Lupe auf Beipackzettel für Arzneimittel

 

La notice d'emballage (information sur le médicament, information destinée au patient)

Les mentions d’effets secondaires sont déjà inquiétantes. Mais beaucoup de femmes enceintes sont tout simplement alarmées quand on leur prescrit un médicament et que la notice d'emballage déconseille l'utilisation pendant la grossesse. On y lit presque à tous les coups «Uniquement sur prescription expresse», «Pas pendant le premier tiers de grossesse».

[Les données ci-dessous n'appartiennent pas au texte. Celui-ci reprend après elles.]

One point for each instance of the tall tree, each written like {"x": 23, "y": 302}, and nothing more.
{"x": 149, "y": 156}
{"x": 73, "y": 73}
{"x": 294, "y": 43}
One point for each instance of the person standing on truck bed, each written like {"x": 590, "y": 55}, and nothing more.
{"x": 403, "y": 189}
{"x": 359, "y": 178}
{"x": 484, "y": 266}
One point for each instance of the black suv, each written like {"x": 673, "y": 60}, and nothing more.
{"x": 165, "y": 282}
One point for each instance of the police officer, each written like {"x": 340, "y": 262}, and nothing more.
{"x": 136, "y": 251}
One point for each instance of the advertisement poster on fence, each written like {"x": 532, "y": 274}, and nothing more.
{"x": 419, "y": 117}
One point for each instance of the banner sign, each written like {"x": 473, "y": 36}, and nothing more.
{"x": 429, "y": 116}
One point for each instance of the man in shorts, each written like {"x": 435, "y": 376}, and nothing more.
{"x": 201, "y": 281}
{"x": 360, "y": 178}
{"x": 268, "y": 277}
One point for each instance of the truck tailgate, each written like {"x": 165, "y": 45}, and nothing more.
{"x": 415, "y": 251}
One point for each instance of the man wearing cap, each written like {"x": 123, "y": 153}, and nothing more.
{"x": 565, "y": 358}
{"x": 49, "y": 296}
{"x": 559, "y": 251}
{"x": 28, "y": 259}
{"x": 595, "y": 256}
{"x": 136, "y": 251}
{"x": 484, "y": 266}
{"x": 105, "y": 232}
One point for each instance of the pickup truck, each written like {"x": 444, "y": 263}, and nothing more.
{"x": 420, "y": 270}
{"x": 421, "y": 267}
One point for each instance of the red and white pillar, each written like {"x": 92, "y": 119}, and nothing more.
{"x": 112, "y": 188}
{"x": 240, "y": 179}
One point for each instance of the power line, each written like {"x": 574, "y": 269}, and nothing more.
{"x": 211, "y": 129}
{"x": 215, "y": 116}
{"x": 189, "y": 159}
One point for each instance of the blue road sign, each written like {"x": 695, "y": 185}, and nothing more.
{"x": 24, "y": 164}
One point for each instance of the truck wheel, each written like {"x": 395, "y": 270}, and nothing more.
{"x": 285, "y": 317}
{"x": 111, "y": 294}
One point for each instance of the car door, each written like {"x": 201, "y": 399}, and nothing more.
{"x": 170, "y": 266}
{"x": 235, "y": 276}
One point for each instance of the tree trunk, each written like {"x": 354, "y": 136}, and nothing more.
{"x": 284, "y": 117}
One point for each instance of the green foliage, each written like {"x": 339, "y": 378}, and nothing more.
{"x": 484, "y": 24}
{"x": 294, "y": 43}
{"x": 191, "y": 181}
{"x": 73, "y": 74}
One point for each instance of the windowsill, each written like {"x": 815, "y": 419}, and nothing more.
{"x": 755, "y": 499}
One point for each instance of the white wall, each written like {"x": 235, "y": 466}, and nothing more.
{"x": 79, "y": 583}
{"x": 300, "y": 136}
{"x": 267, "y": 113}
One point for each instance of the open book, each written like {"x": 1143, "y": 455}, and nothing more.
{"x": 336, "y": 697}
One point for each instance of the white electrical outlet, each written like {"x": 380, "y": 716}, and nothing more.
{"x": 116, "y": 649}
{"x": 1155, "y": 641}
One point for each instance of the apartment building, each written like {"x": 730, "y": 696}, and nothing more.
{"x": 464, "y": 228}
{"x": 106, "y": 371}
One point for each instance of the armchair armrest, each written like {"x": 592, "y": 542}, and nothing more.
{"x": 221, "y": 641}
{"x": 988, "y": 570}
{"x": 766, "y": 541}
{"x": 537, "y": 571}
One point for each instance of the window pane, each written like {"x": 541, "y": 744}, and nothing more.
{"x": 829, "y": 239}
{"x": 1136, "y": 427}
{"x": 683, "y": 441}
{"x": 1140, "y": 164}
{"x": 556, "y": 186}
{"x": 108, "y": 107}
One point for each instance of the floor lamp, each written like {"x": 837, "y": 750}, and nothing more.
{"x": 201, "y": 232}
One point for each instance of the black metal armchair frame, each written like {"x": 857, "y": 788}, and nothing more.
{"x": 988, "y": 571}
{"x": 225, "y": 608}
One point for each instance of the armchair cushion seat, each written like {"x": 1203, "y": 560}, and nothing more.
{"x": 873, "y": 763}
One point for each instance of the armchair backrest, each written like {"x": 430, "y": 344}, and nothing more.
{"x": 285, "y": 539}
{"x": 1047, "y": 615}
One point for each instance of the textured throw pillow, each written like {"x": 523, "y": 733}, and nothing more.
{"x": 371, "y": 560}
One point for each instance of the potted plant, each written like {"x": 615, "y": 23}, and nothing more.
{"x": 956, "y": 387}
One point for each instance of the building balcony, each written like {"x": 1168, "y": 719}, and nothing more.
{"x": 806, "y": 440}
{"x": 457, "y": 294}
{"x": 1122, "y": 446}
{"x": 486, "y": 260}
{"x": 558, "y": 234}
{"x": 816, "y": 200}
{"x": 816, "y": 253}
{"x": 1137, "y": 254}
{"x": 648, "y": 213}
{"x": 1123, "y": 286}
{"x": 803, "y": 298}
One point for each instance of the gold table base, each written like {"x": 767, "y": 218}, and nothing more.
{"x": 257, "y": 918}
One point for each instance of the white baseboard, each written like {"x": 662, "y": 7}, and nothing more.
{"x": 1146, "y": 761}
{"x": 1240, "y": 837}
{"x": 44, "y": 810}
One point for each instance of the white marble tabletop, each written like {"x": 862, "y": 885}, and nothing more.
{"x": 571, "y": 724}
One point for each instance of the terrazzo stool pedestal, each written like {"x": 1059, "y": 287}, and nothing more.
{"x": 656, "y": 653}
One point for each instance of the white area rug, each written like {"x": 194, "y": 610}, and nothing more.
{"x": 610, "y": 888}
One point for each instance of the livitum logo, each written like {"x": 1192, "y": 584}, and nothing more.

Mais il faut savoir une chose: cette mention, formulée de manière très prudente pour des raisons juridiques, figure sur la notice de la plupart des médicaments, y compris ceux qui ont fait leurs preuves depuis des décennies. Il peut être spécialement inquiétant quand on a pris une préparation sans faire attention. Mais la formule signifie seulement que l'effet du médicament pendant les trois premiers mois de grossesse n’a pas encore été suffisamment étudié car aucune grande étude n’a été réalisée à ce sujet. La bonne nouvelle, c'est que ça veut dire qu’aucun cas de problèmes pour l'enfant n’a été signalé pour le médicament. Mais on déconseille de l’utiliser sans réfléchir, pour des raisons de sécurité. Quand on a une bonne raison (indication) pour utiliser la préparation, par ex. s’il faut traiter une maladie mais qu'un autre médicament est moins efficace, la prise se justifie du point de vue médical.

La mention rare «Contre-indiqué pendant la grossesse» signifie qu’il existe des indices d’un effet tératogène, soit dans des essais animaux, soit chez l'humain.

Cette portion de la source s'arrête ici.